Add support for byval function whose argument is not 32 bit aligned.
To do this it is necessary to add a "always inline" argument to the
memcpy node. For completeness I have also added this node to memmove
and memset.  I have also added getMem* functions, because the extra
argument makes it cumbersome to use getNode and because I get confused
by it :-)




git-svn-id: https://llvm.org/svn/llvm-project/llvm/trunk@43172 91177308-0d34-0410-b5e6-96231b3b80d8
diff --git a/lib/Target/X86/X86ISelLowering.cpp b/lib/Target/X86/X86ISelLowering.cpp
index 9c9c6a4..2d16c3c 100644
--- a/lib/Target/X86/X86ISelLowering.cpp
+++ b/lib/Target/X86/X86ISelLowering.cpp
@@ -1246,9 +1246,10 @@
 
     SDOperand AlignNode = DAG.getConstant(Align, MVT::i32);
     SDOperand  SizeNode = DAG.getConstant(Size, MVT::i32);
+    SDOperand AlwaysInline = DAG.getConstant(1, MVT::i1);
 
-    return DAG.getNode(ISD::MEMCPY, MVT::Other, Chain, PtrOff, Arg, SizeNode,
-                       AlignNode);
+    return DAG.getMemcpy(Chain, PtrOff, Arg, SizeNode, AlignNode,
+                         AlwaysInline);
   } else {
     return DAG.getStore(Chain, Arg, PtrOff, NULL, 0);
   }
@@ -4472,9 +4473,23 @@
   SDOperand SourceOp = Op.getOperand(2);
   SDOperand CountOp = Op.getOperand(3);
   SDOperand AlignOp = Op.getOperand(4);
+  SDOperand AlwaysInlineOp = Op.getOperand(5);
+
+  bool AlwaysInline = (bool)cast<ConstantSDNode>(AlwaysInlineOp)->getValue();
   unsigned Align = (unsigned)cast<ConstantSDNode>(AlignOp)->getValue();
   if (Align == 0) Align = 1;
 
+  // If size is unknown, call memcpy.
+  ConstantSDNode *I = dyn_cast<ConstantSDNode>(CountOp);
+  if (!I) {
+    assert(!AlwaysInline && "Cannot inline copy of unknown size");
+    return LowerMEMCPYCall(ChainOp, DestOp, SourceOp, CountOp, DAG);
+  }
+  unsigned Size = I->getValue();
+
+  if (AlwaysInline)
+    return LowerMEMCPYInline(ChainOp, DestOp, SourceOp, Size, Align, DAG);
+
   // The libc version is likely to be faster for the following cases. It can
   // use the address value and run time information about the CPU.

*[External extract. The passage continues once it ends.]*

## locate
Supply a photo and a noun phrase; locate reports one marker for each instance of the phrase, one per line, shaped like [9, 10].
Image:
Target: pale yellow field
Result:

   // With glibc 2.6.1 on a core 2, coping an array of 100M longs was 30% faster
@@ -4483,13 +4498,7 @@
   if ((Align & 3) != 0)
     return LowerMEMCPYCall(ChainOp, DestOp, SourceOp, CountOp, DAG);
 
-  // If size is unknown, call memcpy.
-  ConstantSDNode *I = dyn_cast<ConstantSDNode>(CountOp);
-  if (!I)
-    return LowerMEMCPYCall(ChainOp, DestOp, SourceOp, CountOp, DAG);
-
   // If size is more than the threshold, call memcpy.
-  unsigned Size = I->getValue();
   if (Size > Subtarget->getMinRepStrSizeThreshold())
     return LowerMEMCPYCall(ChainOp, DestOp, SourceOp, CountOp, DAG);